17 August 2007

Way Cooler Than You Sucka



Bayside High Class of '92

So, yesterday, I am at the [NAME REDACTED] record store in Fords (hollah!) perusing the used racks, when I come upon that holiest of grails, the promo copy of a yet-to-be-released album. Sure enough some sucka M.C. sold back his free copy of the new M.I.A. album, Kala, slated for release this upcoming Tuesday, August 21st, but in my hot little hands for the princely sum of $5.99 today.
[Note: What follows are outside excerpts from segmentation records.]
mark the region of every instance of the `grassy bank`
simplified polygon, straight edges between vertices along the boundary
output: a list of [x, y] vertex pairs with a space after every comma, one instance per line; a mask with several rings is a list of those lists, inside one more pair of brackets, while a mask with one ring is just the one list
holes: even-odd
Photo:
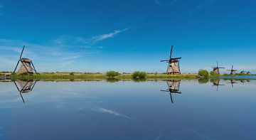
[[[197, 75], [181, 74], [181, 75], [166, 75], [166, 74], [146, 74], [146, 80], [166, 80], [166, 79], [196, 79]], [[103, 73], [65, 73], [65, 72], [52, 72], [52, 73], [38, 73], [33, 75], [11, 75], [11, 80], [107, 80], [109, 77]], [[129, 80], [132, 79], [132, 74], [122, 74], [114, 77], [115, 79]]]
[[[88, 80], [133, 80], [132, 73], [120, 74], [110, 78], [104, 73], [81, 73], [81, 72], [41, 72], [33, 75], [11, 75], [9, 77], [12, 80], [36, 80], [44, 81], [88, 81]], [[230, 75], [220, 75], [218, 76], [210, 76], [208, 79], [215, 79], [221, 77], [221, 79], [229, 78]], [[111, 80], [112, 79], [112, 80]], [[197, 74], [181, 74], [181, 75], [167, 75], [167, 74], [154, 74], [146, 73], [146, 80], [165, 80], [171, 79], [198, 79]]]

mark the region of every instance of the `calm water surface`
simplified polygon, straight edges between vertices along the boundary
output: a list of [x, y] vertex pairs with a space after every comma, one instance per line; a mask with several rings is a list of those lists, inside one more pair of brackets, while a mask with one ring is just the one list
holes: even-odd
[[255, 80], [34, 83], [0, 82], [0, 139], [256, 139]]

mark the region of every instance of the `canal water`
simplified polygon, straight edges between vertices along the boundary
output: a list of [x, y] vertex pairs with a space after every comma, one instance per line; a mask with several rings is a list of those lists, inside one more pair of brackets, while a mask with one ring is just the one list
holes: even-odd
[[0, 139], [256, 139], [256, 80], [0, 82]]

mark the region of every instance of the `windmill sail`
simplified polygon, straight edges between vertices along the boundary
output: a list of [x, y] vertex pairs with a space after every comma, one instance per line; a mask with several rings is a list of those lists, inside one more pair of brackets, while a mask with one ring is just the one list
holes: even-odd
[[181, 74], [181, 70], [179, 66], [178, 60], [181, 59], [181, 58], [172, 58], [174, 46], [171, 45], [170, 58], [168, 60], [161, 60], [160, 62], [167, 62], [167, 74]]
[[25, 45], [23, 47], [20, 58], [18, 61], [17, 62], [17, 65], [14, 69], [14, 72], [15, 72], [16, 70], [17, 69], [17, 67], [21, 63], [20, 68], [18, 69], [18, 74], [23, 74], [23, 73], [33, 73], [33, 72], [36, 72], [36, 68], [32, 63], [32, 60], [30, 60], [28, 58], [22, 58], [23, 53], [24, 51]]

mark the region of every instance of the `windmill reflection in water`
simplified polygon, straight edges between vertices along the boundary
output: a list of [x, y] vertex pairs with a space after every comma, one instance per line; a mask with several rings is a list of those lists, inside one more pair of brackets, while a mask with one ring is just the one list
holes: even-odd
[[161, 90], [161, 91], [169, 92], [170, 97], [171, 97], [171, 103], [174, 103], [174, 99], [172, 97], [172, 94], [174, 94], [174, 93], [181, 94], [181, 92], [179, 91], [181, 80], [167, 80], [166, 82], [167, 82], [169, 90]]
[[[33, 81], [33, 80], [28, 80], [28, 81], [16, 80], [14, 82], [15, 86], [16, 87], [18, 91], [19, 92], [19, 94], [21, 95], [21, 97], [23, 103], [25, 103], [25, 100], [23, 97], [22, 94], [26, 94], [31, 92], [33, 87], [35, 87], [36, 82], [37, 81]], [[19, 86], [18, 86], [18, 85]]]

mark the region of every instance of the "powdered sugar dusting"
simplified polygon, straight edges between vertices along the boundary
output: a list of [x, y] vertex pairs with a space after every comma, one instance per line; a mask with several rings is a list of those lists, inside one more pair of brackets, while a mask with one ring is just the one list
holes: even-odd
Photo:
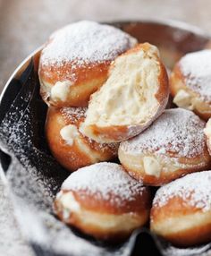
[[129, 176], [122, 166], [106, 162], [79, 169], [62, 185], [62, 189], [86, 191], [94, 197], [109, 200], [114, 205], [121, 205], [123, 201], [134, 201], [144, 188], [141, 183]]
[[[63, 119], [67, 122], [67, 124], [78, 124], [79, 122], [83, 122], [86, 118], [88, 107], [62, 107], [60, 108], [60, 113], [62, 114]], [[114, 155], [117, 155], [117, 149], [119, 147], [119, 143], [97, 143], [92, 141], [90, 138], [86, 137], [81, 132], [80, 132], [82, 137], [85, 137], [89, 144], [95, 143], [97, 144], [97, 149], [101, 151], [107, 150], [108, 148], [114, 152]]]
[[161, 187], [153, 205], [165, 206], [175, 196], [191, 207], [203, 211], [211, 210], [211, 171], [190, 174]]
[[129, 154], [166, 154], [173, 158], [193, 158], [203, 153], [205, 123], [191, 111], [167, 109], [144, 132], [123, 141], [120, 148]]
[[72, 63], [72, 69], [86, 64], [112, 61], [135, 45], [136, 39], [108, 25], [82, 21], [70, 24], [50, 38], [42, 51], [44, 65]]
[[179, 64], [187, 86], [198, 93], [203, 100], [211, 102], [211, 50], [188, 54]]

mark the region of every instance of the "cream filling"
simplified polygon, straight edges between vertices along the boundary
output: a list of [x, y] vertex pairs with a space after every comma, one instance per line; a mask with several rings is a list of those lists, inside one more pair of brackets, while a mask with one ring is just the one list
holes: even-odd
[[207, 123], [206, 128], [204, 129], [204, 132], [205, 132], [206, 136], [207, 136], [207, 137], [211, 136], [211, 118]]
[[147, 175], [159, 177], [161, 174], [161, 166], [154, 157], [143, 158], [144, 170]]
[[63, 206], [63, 218], [67, 220], [70, 215], [74, 213], [83, 225], [90, 225], [105, 230], [130, 231], [143, 225], [148, 218], [147, 214], [142, 217], [134, 213], [114, 215], [87, 210], [80, 207], [72, 192], [63, 193], [59, 201]]
[[72, 146], [74, 142], [74, 139], [77, 138], [80, 133], [75, 125], [69, 124], [60, 130], [60, 135], [68, 145]]
[[184, 90], [178, 90], [175, 97], [173, 98], [173, 102], [180, 107], [189, 110], [194, 109], [192, 97]]
[[67, 99], [71, 85], [72, 83], [69, 81], [57, 81], [51, 89], [50, 97], [52, 100], [65, 101]]
[[159, 64], [156, 47], [148, 53], [139, 50], [119, 56], [100, 90], [92, 95], [82, 132], [86, 126], [131, 125], [145, 124], [155, 115], [159, 102]]

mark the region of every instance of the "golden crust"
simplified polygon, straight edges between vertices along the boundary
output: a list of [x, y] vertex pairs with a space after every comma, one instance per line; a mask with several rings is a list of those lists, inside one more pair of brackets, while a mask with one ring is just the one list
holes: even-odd
[[[119, 148], [118, 156], [121, 164], [127, 170], [130, 175], [136, 180], [142, 181], [146, 185], [153, 186], [161, 186], [190, 173], [207, 169], [211, 165], [211, 158], [207, 147], [205, 147], [202, 155], [192, 158], [191, 159], [188, 158], [177, 158], [179, 165], [181, 166], [181, 167], [175, 166], [175, 163], [171, 159], [170, 156], [167, 162], [164, 161], [162, 158], [156, 158], [157, 162], [160, 164], [160, 166], [162, 166], [159, 176], [150, 175], [146, 173], [143, 165], [145, 155], [142, 157], [130, 155], [128, 152], [125, 153], [121, 148]], [[166, 172], [165, 170], [168, 171]]]
[[51, 88], [58, 81], [72, 81], [72, 64], [63, 66], [44, 65], [39, 63], [40, 94], [50, 106], [87, 107], [90, 95], [100, 88], [107, 79], [111, 61], [89, 64], [74, 70], [74, 83], [71, 85], [65, 101], [54, 101], [50, 98]]
[[62, 110], [62, 108], [48, 108], [46, 136], [52, 154], [63, 166], [70, 171], [75, 171], [80, 167], [116, 157], [117, 145], [97, 143], [80, 132], [72, 145], [66, 143], [61, 137], [60, 131], [68, 124], [73, 124], [78, 128], [84, 117], [64, 118]]
[[173, 244], [190, 246], [210, 241], [210, 210], [203, 212], [188, 205], [181, 198], [174, 196], [162, 207], [153, 205], [150, 212], [150, 228], [152, 232]]
[[211, 104], [201, 99], [198, 93], [193, 91], [190, 87], [186, 86], [186, 77], [183, 75], [180, 64], [177, 64], [170, 76], [170, 92], [174, 98], [181, 90], [187, 92], [191, 97], [192, 110], [202, 119], [207, 120], [211, 117]]
[[[139, 44], [133, 48], [129, 49], [127, 52], [123, 53], [121, 56], [137, 53], [141, 49], [145, 52], [148, 52], [150, 47], [151, 45], [148, 43]], [[86, 125], [85, 129], [82, 127], [82, 132], [98, 142], [122, 141], [140, 133], [164, 112], [169, 97], [168, 75], [159, 57], [155, 55], [155, 58], [159, 64], [160, 73], [158, 76], [159, 88], [155, 95], [158, 101], [159, 107], [157, 107], [154, 115], [150, 116], [148, 121], [145, 124], [133, 124], [131, 125], [110, 125], [107, 127], [100, 127], [97, 124], [89, 124]], [[111, 64], [109, 73], [112, 72], [114, 64], [115, 63], [113, 62]]]
[[[62, 190], [61, 193], [71, 191]], [[143, 193], [137, 194], [135, 201], [131, 203], [124, 201], [122, 207], [116, 207], [109, 201], [96, 201], [95, 197], [80, 192], [71, 192], [80, 205], [80, 211], [70, 211], [64, 218], [63, 206], [61, 197], [55, 201], [55, 212], [59, 218], [73, 226], [83, 233], [97, 239], [120, 241], [130, 236], [135, 228], [144, 226], [149, 215], [151, 195], [148, 188]], [[111, 225], [112, 223], [112, 225]]]

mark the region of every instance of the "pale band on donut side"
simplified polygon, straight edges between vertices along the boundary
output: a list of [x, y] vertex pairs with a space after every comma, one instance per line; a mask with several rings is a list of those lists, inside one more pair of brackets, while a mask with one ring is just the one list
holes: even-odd
[[172, 72], [170, 90], [179, 107], [205, 120], [211, 117], [211, 50], [184, 55]]
[[40, 94], [48, 106], [86, 107], [111, 62], [137, 44], [121, 30], [81, 21], [53, 33], [41, 51]]
[[179, 246], [211, 239], [211, 171], [187, 175], [157, 190], [150, 229]]
[[150, 192], [114, 163], [72, 173], [63, 183], [55, 211], [65, 223], [97, 239], [121, 240], [148, 219]]
[[98, 142], [134, 137], [162, 114], [168, 93], [157, 48], [139, 44], [114, 61], [107, 81], [91, 96], [80, 132]]
[[193, 112], [167, 109], [142, 133], [121, 142], [120, 162], [131, 176], [155, 186], [209, 168], [204, 128]]
[[118, 143], [100, 144], [82, 135], [79, 126], [87, 107], [49, 107], [46, 136], [57, 161], [69, 171], [94, 163], [114, 159]]

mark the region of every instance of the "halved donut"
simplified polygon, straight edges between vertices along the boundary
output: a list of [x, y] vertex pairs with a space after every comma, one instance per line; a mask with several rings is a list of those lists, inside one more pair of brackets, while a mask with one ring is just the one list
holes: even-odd
[[134, 137], [162, 114], [168, 94], [157, 48], [139, 44], [114, 61], [107, 81], [91, 97], [80, 131], [98, 142]]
"So what do I thi...er...what do you think?" you ask? Well, first the bad news:
  1. Contrary to the hopes of Interscope Records and the internet, this album will not "break" M.I.A. in America, nor does it constitute any sort of "pop move," at least not anymore so than Arular was a "pop move."
  2. The singles - well, the advance leak from way back ("Bird Flu"), the official first single ("Boyz") and what I assume is targeted for a single as it is highlighted on the sticker that was slapped on my copy of the album ("Bamboo Banga") - are all pretty much duds, sounding less like pop songs and more like fragments, all thudding monotonous beats with dissonant "world" (read: jungle) sounds going on in the background.
  3. Kids rapping = still not good ("Mango Pickle Down River" featuring what is referred to as The Wilcanna Mob - you'll like this if you thought Debbie Harry's rap on "Rapture" was wicked dope).
  4. Timbaland's verse on album closer "Come Around" is pretty much one of the worst guest raps ever, rehashing basically all of the verses he contributed to Nelly Furtado and Justin Timberlake's records last year and turning the wattage down by half. Take his contribution to JT's "Chop Me Up", replace "Let's take it back to my hive" with "You and me need to go to your teepee" and voila.
Of course, here's where I pick it up, flip it over, and reverse it. I do think that as a whole, Kala is a stronger album than Arular, which could be extremely repetitive at times (a sin reprised on Kala's first three tracks). But where tracks like "Galang" and "Bucky Done Gun" wore thin upon repeated listenings, Kala deep cuts "20 Dollar" and "Paper Planes" are seemingly bottomless, demonstrating a widescreen vision previously hinted at by M.I.A.'s stabs at hip hop along a South Asian/African/Anglo-American (South American? Caribbean? Is baile funk still in? Reggaeton?) multicultural axis. "Paper Planes,"* an early candidate for Track of the Year and easily the best thing M.I.A.'s ever done, is an especially infectious refraction of Kanye West's "We Don't Care" ethos by way of Dirty Pretty Things:
I fly like paper get high like planes
If you catch me at the border I got visas in my name
If you come around, hey! I make 'em all day!
I'll get one down in a second if you wait

Sometimes I think sittin' on trains
Every stop I get I'm clockin' out game
Everyone's a winner, we're makin' our fame
Bona fide hustler makin' my name

Followed by a sunny chorus of:
All I wanna do is
[4 gun shots]
And a [sound of slide on a gun being pulled back, cash register opening]
And take ya money
Never having been a huge M.I.A. booster, it's tough for me to say how Kala is going to fare with the blogniks that seem to constitute her core audience, at least in the U.S. It's a tougher listen than Arular, transcending a lot of the initial "novelty" that stemmed from M.I.A.'s bio and her affiliation with the then-white hot DJ Diplo. It's also inconsistent, as I guess would be the case for almost any album recorded over almost a year on three or four different continents and with any number of collaborators. Yet when it works, it really works, and on tracks like the aforementioned "Paper Planes and "20 Dollar" plus "Jimmy", "Hussle", and "World Town" you can hear what the Fork that Dare Not Speak Its Name meant when it said that M.I.A. "recasts the tag 'world music' as the ultimate in communicative pop rather than a symbol of condescending piety."

*Idiot that I am, I completely missed the fact that "Paper Planes" samples The Clash's "Straight to Hell" fairly heavily - something I realized playing Combat Rock in bed Saturday morning. Updated on 8/20/07.